Can't restore backup despite correct passphrase

Long story, I had to restore from backup. I had made a backup beforehand but I’ve only been able to restore 1 VM so far. The most important one says “Error extracting data: failed to decrypt /var/tmp/random/private.img.000.enc: b’scrypt: Passphrase is incorrect” despite the passphrase working when I run the Qubes Backup Restore thing from the Manager.

Since I’m able to restore one file, I’d imagine my passphrase has to be right.

Sven’s post here github com/QubesOS/qubes-issues/issues/6227 implied it was his hardware, but this is the same machine. I was able to restore a ~300 meg VM, but the one I need is almost 900.

I am on 4.1.1 after updating the reinstalled Qubes, so I’m not sure if github com/QubesOS/qubes-issues/issues/4791 still applies.

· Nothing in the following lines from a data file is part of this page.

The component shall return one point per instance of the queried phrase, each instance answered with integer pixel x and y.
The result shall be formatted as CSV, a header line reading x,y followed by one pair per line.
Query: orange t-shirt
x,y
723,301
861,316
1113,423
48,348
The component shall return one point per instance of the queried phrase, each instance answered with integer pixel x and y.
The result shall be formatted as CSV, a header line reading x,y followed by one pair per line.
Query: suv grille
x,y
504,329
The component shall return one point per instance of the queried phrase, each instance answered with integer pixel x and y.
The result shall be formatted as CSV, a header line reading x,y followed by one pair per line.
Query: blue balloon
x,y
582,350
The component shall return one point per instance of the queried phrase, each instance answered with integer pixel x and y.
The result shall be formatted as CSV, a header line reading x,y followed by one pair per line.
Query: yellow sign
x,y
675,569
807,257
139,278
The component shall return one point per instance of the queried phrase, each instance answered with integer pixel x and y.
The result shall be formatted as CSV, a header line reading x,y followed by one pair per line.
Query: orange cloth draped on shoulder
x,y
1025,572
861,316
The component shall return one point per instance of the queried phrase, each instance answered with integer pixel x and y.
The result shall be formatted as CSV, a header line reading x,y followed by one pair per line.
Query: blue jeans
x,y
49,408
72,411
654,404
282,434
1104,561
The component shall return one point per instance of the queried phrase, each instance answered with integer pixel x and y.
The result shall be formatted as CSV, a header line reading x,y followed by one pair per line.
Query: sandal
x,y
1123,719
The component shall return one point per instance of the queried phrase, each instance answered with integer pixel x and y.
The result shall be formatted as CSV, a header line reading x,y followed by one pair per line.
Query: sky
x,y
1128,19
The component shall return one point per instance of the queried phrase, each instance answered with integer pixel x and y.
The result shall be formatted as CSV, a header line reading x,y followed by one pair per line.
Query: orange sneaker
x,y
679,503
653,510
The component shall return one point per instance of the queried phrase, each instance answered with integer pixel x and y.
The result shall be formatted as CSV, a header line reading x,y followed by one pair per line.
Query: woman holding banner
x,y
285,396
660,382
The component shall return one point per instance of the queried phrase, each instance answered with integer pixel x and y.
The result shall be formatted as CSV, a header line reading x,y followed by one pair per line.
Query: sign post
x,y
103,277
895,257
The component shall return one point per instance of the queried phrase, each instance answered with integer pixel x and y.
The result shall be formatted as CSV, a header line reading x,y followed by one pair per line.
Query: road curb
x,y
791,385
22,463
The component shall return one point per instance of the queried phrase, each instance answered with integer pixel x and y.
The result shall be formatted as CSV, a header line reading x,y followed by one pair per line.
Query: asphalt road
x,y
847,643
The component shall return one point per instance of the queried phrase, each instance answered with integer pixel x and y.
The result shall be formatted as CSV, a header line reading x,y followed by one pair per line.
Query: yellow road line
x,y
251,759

I tried following qubes-os org/doc/backup-emergency-restore-v4/ but it seems to say I still have the wrong passphrase when I run “scrypt dec -P qubes.xml.000.enc qubes.xml.000”, which I know is optional. That could be my syntax though. Step 6 just gives me a prompt “>”

I’ve tried copying the file right to dom0 and it still gives errors.

I’ve lost everything right?

Step 6 is a multi-line command, so this shell prompt is telling you to continue typing the next line. After all four lines have been entered, the command executes as a whole.

I ran it, but I typed it by hand. I ran with and without the \ lines. Do I have to do anything different?

Do you mean that you still saw the > prompt after the fourth line? That would happen if you’ve forgotten to type some part.

If I’m typing it by hand, should it look like this?:

find vm1 -name ‘private.img.*.enc’ | sort -V | while read f_enc; do \ f_dec=${f_enc%.enc}; \ echo “$backup_id!$f_dec!$backup_pass” | scrypt dec -P $f_enc || break; \ done | gzip -d | tar -xv vm1/private.img

I swapped VM1 for the VM I wanted too, not sure if that is right.

The forum mangled it. Preformatted text should be posted preceded by and followed by a line containing three backticks.

Anyway vm1/private.img is the expected output, don’t type that line. But that wouldn’t have caused the continuation prompt.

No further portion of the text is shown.